Jahith's Tech Sharing: 2022

Wednesday, December 28, 2022

AWS Disaster Recovery

Disaster recovery planning and business continuity planning are very important for any organization to come out of a disaster very quickly. Disaster recovery for on-premises environments requires a lot of effort and planning because it involves a lot of third-party services like transportation, network connectivity, etc., and various staff help to setup networking, systems, etc. Disaster recovery planning for the cloud will not require much effort, but we need to have strong planning to build redundancy to recover very quickly.

The resilience of the AWS cloud environment is a shared responsibility. AWS infrastructure is available across different AWS regions. Each region is a fully isolated geographical area; within each region, multiple isolated availability zones are available to handle failure. All AWS regions and availability zones are interconnected with high bandwidth. When we use AWS as a cloud, we have various options to manage the high availability of the system.

Within region high availability

Regions represent a separate geographic area, and availability zones are highly available data centres within each AWS region. Each availability zone has isolated power, cooling, networking, etc. AWS provides a built-in option for dealing with an availability zone outage. We have to configure our environment with multi-AZ redundancy so that if an entire availability zone goes down, AWS is able to failover workloads to another availability zone. Within a region, the high availability architecture option will ensure compliance by keeping data in the permitted region and ensuring high availability.

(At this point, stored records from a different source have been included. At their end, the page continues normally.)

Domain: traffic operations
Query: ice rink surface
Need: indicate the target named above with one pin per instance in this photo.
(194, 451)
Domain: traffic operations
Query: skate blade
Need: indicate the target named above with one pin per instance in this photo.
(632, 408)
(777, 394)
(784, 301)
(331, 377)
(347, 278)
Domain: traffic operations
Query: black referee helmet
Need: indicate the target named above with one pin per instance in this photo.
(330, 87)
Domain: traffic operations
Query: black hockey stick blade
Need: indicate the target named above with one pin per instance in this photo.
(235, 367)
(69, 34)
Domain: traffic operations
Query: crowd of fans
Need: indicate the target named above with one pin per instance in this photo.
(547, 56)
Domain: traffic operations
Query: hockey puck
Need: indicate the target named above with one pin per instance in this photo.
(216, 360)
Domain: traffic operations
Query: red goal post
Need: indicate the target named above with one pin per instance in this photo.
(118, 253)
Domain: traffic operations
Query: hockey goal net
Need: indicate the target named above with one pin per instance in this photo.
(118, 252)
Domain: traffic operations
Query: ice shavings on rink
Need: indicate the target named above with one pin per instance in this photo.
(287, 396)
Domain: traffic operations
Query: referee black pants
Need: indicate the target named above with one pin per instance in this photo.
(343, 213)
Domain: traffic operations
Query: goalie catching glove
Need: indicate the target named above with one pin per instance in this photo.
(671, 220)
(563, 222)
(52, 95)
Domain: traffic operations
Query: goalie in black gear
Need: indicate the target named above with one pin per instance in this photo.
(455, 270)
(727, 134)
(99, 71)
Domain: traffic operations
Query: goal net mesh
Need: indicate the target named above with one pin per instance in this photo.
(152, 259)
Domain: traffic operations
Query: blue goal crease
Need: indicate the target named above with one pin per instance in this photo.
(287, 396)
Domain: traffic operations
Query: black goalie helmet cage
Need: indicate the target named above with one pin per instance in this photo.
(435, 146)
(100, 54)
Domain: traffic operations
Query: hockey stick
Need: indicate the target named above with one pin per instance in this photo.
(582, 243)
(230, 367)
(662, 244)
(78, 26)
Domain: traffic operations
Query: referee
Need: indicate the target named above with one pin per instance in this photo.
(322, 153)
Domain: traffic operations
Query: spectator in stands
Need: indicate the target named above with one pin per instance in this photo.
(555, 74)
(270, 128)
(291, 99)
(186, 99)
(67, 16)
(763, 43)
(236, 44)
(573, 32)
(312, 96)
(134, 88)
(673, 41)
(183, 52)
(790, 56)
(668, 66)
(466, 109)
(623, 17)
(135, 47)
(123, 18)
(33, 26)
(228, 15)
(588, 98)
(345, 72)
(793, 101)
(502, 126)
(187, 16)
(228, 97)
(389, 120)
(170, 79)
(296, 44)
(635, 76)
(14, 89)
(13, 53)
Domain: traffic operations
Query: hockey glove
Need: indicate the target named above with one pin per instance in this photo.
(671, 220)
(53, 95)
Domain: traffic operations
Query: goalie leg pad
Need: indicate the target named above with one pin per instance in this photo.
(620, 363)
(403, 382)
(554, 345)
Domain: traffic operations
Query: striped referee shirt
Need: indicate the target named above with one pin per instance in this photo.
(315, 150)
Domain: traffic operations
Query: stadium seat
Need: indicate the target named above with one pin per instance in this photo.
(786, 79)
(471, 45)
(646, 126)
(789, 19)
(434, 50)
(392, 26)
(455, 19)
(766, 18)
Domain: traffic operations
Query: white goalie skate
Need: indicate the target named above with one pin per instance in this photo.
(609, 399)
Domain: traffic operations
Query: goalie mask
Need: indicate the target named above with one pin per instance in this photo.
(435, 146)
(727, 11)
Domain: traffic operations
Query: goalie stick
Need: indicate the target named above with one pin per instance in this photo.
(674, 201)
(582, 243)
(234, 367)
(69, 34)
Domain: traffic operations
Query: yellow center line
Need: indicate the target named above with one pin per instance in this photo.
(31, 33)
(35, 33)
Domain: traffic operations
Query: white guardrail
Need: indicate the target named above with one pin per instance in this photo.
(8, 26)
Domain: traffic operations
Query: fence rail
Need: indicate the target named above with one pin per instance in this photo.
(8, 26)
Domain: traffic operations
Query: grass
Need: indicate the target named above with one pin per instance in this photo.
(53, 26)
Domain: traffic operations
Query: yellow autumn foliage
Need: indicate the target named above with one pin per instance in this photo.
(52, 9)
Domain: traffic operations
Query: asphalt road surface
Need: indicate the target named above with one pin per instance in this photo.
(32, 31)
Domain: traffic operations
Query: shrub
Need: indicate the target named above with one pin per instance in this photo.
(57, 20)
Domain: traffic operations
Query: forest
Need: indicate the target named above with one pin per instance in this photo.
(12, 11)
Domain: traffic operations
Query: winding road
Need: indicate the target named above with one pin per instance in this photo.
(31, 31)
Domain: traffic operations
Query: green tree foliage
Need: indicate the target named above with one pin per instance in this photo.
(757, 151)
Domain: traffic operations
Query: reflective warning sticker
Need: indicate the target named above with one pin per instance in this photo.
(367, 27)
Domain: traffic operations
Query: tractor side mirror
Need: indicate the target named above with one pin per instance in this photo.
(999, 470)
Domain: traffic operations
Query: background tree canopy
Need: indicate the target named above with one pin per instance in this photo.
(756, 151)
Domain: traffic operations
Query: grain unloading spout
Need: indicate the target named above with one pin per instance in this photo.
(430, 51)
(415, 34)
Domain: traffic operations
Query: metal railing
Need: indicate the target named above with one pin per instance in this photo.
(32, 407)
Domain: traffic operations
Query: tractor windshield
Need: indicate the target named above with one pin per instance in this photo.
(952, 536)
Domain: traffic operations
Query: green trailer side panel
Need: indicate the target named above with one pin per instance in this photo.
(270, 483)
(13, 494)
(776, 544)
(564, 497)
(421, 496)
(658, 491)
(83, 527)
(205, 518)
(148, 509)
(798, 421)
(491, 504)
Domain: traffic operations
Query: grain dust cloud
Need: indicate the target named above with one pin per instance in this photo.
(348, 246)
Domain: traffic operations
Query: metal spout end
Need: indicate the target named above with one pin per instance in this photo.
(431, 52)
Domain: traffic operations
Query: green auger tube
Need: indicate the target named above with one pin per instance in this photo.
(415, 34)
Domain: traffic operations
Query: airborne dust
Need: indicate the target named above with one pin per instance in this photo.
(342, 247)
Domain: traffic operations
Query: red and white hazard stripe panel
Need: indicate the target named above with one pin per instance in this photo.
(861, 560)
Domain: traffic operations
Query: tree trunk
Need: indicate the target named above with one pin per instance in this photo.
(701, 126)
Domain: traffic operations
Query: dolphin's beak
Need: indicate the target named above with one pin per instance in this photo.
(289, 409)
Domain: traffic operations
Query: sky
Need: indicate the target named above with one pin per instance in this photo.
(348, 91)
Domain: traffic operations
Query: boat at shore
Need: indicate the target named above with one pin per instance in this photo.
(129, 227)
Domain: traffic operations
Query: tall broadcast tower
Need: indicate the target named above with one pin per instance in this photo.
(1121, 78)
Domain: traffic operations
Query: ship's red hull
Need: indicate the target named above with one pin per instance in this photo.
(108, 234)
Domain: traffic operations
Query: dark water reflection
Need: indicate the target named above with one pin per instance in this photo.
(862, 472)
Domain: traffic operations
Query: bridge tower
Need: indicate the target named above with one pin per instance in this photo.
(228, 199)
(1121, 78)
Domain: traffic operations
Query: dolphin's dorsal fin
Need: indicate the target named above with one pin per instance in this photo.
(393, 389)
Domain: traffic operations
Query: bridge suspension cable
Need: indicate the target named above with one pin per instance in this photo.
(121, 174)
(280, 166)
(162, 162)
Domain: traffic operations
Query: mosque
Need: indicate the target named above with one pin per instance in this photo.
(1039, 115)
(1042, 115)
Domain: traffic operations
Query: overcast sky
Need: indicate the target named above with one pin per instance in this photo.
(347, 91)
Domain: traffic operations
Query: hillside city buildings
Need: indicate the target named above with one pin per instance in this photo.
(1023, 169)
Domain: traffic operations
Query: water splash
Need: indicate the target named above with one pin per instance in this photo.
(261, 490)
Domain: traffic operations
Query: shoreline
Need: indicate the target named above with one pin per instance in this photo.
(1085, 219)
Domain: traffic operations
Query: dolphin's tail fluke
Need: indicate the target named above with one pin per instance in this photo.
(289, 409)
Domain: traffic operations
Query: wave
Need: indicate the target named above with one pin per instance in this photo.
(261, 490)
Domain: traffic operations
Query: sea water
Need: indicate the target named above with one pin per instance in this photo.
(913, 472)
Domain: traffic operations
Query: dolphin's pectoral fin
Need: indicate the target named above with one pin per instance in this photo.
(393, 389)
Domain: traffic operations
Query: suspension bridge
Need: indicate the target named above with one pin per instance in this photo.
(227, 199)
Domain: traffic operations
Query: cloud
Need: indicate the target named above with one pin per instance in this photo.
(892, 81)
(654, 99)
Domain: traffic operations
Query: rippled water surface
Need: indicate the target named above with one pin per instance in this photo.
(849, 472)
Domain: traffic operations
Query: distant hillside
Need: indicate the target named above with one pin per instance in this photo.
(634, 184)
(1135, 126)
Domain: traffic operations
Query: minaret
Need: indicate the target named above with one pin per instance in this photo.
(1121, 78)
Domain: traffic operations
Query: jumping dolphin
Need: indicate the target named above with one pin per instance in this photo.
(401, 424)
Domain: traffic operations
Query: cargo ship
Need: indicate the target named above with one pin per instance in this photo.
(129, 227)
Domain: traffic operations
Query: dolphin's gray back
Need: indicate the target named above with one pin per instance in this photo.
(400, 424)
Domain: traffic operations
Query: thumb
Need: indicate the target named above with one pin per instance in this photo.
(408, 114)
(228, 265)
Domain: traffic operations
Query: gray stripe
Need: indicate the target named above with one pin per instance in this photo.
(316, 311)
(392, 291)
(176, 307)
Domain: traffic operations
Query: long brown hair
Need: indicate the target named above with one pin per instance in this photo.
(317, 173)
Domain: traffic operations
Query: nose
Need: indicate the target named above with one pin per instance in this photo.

Cross region high availability

A multi-region disaster recovery strategy will be helpful to address the rare scenario of an AWS region being down due to a natural disaster or technical issue. Very highly sensitive applications are required to plan cross region replication options. When we plan this approach, we need to consider the AWS availability for each service. Most of the AWS services are committed to high availability. Cross region high availability can be achieved in different ways based on our budget and compliance needs. We need to choose the proper strategy.

Back up and restore
Pilot light
Warm Standby
Multi-site active/active

Backup and restore

This approach will help us to solve the data loss issue. This approach will have a high RPO and RTO rate. RPO will determine how frequently we schedule data backups. As the environment is not yet ready, building an environment using backed up data will take time, so our RTO is also very high.

Pilot light

This approach will replicate the data to another region and also set up a core infrastructure. Servers are switched off and will be used when needed for testing and recovery. This approach will reduce the RTO and RPO based on the backup schedule. This approach is cost effective in terms of recovery, but database corruption or any malware attack still require a backup.

Warm Standby

This method is similar to pilot light, but a scaled-down version of the environment is now operational. Disaster and recovery testing can be carried out anytime, so comparatively, this will improve the confidence of those who recover quickly. RTO will slightly improve when compared to pilot light, and RPO is based on the replication schedule.

Multi-site active/active

In this approach, both sites in different regions will be active and running. Requests will be distributed across regions by default. If any one of the regions is down, another region automatically picks up the request. This approach is the most costly. RPO and RTO will be reduced to near zero, but backup will be required if there is any data corruption or malware attack.

These strategies increase the possibilities of high availability in a disaster scenario. Each strategy addresses a subset of disasters but not all of them. Depending on the disaster, RPO and RTO will change.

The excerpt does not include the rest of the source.